ANOTHER MAJOR CONCERN discussed by the Task Force was the impact of an additional 21,500 people on the area as a result of the Base Realignment and Closure Report's recommendations to grow Fort Belvoir. One aspect of that report calls for the expansion of Belvoir's DeWitt Hospital in conjunction with the closing of Walter Reed Army Hospital.
It has been the objective of the Task Force and IMVH to increase the hospital's obstetrics services. One possibility for this is having DeWitt shift that service to IMVH.
"The only way for OB services to come here from DeWitt is for Sen. Warner to direct the Army to do so. I don't believe it’s their inclination to have their births here," Hyland said.

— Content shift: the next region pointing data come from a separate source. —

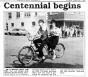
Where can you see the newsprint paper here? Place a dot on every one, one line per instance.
(43, 37)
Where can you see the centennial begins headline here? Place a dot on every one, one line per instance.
(42, 5)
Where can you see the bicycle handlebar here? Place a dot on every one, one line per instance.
(29, 35)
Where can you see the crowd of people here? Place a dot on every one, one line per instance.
(73, 31)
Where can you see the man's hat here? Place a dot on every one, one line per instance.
(41, 21)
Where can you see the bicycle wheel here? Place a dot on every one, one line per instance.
(25, 55)
(59, 50)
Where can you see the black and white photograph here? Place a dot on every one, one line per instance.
(43, 39)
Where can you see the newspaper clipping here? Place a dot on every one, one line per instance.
(44, 38)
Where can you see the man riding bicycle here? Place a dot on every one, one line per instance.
(43, 38)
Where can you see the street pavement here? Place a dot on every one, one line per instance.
(73, 57)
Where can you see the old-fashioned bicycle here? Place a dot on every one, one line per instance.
(28, 53)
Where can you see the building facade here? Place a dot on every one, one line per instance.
(23, 20)
(67, 18)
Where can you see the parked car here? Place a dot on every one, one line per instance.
(17, 31)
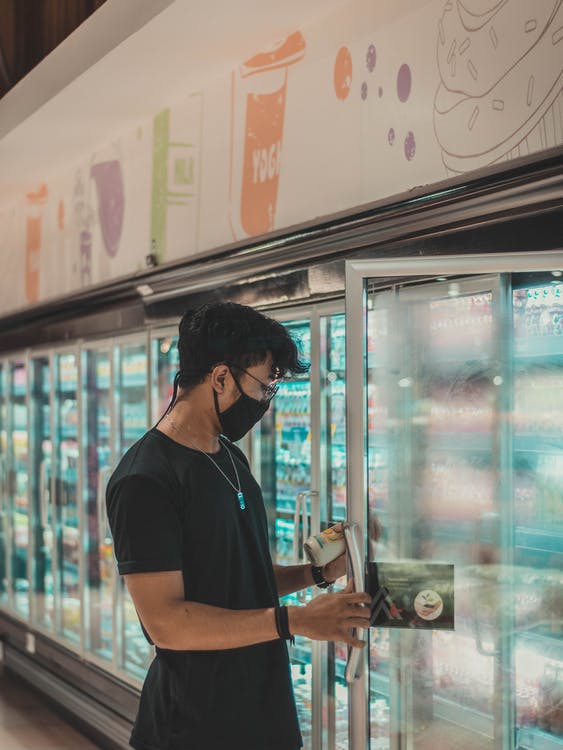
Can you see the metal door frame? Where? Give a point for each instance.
(357, 273)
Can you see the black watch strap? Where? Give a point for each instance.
(318, 577)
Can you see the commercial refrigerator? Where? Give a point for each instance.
(131, 408)
(4, 514)
(455, 375)
(17, 488)
(298, 455)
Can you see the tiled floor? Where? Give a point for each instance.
(26, 723)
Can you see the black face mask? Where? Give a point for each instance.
(241, 417)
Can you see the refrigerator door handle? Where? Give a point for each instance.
(299, 557)
(3, 483)
(103, 477)
(355, 661)
(43, 491)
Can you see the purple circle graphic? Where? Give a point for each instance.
(410, 145)
(404, 82)
(371, 57)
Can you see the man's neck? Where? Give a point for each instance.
(190, 424)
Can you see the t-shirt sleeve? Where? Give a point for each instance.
(146, 526)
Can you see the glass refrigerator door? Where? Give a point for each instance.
(282, 448)
(68, 547)
(333, 506)
(96, 468)
(131, 369)
(538, 509)
(4, 577)
(40, 455)
(18, 487)
(165, 362)
(455, 457)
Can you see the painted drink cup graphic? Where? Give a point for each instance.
(257, 119)
(108, 178)
(35, 202)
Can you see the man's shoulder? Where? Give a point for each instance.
(151, 459)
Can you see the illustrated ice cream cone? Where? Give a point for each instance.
(35, 202)
(501, 70)
(258, 98)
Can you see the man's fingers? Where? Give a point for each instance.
(356, 622)
(357, 598)
(351, 641)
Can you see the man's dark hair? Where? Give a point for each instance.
(225, 332)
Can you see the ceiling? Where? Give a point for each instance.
(129, 59)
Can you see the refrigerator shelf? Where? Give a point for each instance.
(532, 738)
(550, 347)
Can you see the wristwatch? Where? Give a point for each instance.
(319, 578)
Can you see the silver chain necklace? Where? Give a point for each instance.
(238, 490)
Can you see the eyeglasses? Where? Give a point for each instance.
(269, 390)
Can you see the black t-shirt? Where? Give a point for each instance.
(169, 508)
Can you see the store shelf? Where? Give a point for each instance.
(531, 738)
(550, 347)
(538, 443)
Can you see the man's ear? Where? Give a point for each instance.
(218, 376)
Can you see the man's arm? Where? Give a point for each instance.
(290, 578)
(179, 625)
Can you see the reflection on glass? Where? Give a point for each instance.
(96, 462)
(66, 495)
(465, 458)
(40, 492)
(432, 474)
(333, 378)
(131, 394)
(538, 511)
(285, 470)
(3, 487)
(333, 504)
(165, 364)
(18, 488)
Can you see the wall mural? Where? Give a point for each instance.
(175, 177)
(258, 102)
(501, 69)
(35, 202)
(372, 101)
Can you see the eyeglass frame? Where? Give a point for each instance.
(269, 391)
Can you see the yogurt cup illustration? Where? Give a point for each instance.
(501, 70)
(428, 604)
(108, 178)
(258, 95)
(35, 202)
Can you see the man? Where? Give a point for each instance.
(191, 539)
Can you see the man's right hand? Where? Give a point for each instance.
(331, 617)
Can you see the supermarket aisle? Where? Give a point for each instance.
(26, 723)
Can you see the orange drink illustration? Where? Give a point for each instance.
(35, 202)
(257, 118)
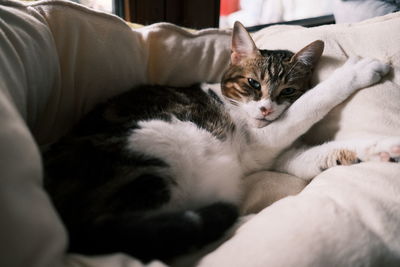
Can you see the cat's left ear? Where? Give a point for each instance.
(243, 45)
(310, 54)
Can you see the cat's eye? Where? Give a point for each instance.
(288, 91)
(253, 83)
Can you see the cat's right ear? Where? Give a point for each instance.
(310, 54)
(243, 45)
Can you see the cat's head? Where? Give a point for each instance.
(264, 83)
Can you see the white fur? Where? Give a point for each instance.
(207, 170)
(308, 162)
(252, 109)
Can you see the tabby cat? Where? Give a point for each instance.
(156, 172)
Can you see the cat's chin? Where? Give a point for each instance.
(259, 123)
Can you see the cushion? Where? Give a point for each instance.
(59, 59)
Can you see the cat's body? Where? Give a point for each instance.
(157, 171)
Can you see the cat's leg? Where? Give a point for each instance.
(356, 73)
(307, 162)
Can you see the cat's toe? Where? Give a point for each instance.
(340, 157)
(386, 150)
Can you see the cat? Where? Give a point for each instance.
(156, 172)
(350, 11)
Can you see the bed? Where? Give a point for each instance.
(58, 59)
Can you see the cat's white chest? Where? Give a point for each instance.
(206, 169)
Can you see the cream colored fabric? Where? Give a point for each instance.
(59, 59)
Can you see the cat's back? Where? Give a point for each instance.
(155, 102)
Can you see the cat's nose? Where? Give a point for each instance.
(265, 111)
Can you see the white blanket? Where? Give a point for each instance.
(58, 59)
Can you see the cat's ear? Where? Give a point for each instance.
(310, 54)
(243, 45)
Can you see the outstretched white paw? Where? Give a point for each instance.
(364, 72)
(386, 150)
(340, 157)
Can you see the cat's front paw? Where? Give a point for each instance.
(385, 150)
(340, 157)
(363, 72)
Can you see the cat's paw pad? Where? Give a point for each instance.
(386, 150)
(341, 157)
(365, 71)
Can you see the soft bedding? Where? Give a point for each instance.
(58, 59)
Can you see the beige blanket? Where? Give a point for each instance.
(59, 59)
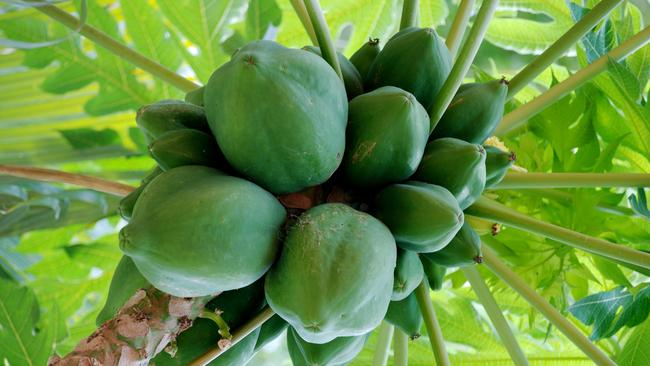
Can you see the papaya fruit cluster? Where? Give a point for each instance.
(382, 189)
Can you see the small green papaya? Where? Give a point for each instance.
(186, 147)
(387, 132)
(336, 352)
(351, 78)
(456, 165)
(363, 58)
(497, 163)
(166, 115)
(196, 232)
(463, 250)
(474, 113)
(279, 116)
(124, 284)
(414, 59)
(405, 314)
(408, 274)
(422, 217)
(334, 277)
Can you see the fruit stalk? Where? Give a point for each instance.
(495, 314)
(118, 49)
(519, 116)
(433, 327)
(561, 46)
(464, 61)
(539, 303)
(492, 210)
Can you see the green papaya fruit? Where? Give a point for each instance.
(463, 250)
(196, 232)
(351, 78)
(405, 314)
(434, 273)
(474, 113)
(408, 274)
(497, 163)
(166, 115)
(125, 283)
(336, 352)
(414, 59)
(363, 58)
(186, 147)
(334, 277)
(422, 217)
(128, 202)
(279, 116)
(456, 165)
(387, 132)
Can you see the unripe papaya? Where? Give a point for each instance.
(196, 232)
(334, 277)
(408, 274)
(405, 314)
(186, 147)
(166, 115)
(125, 283)
(463, 250)
(279, 116)
(497, 163)
(456, 165)
(363, 58)
(474, 113)
(351, 78)
(336, 352)
(387, 132)
(414, 59)
(422, 217)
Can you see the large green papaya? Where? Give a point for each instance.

"Both Warner and Allen [Virginia U.S. Sens. John Warner (R) and George Allen (R)] should be asked to weigh in on this. The key to future growth is getting the BRAC people here," Huebbers said.
"The Army's thinking on DeWitt changed when the decision was made to close Walter Reed. Prior to that DeWitt was being reduced to a 20 bed facilities with an emphasis on out-patient care," said Task Force member George Barker, Health Systems Agency of Northern Virginia.
"If ever there was a time the Army should be willing to work with the community it's now because of bringing 21,500 people to this community," Hyland said.
Task Force member Louise Cleveland, who also serves as chair of the Health and Human Service Committee, Mount Vernon Council of Citizens' Associations, suggested that military doctors specializing in OB "practice at Mount Vernon Hospital to gain experience."
On a motion by Task Force member Ken Disselkoen, it was decided that Task Force Chair Anne Andrews would draft a letter addressed to Senators Warner and Allen "asking their support in working with the Army to have OB located at IMVH under a partnership arrangement with DeWitt."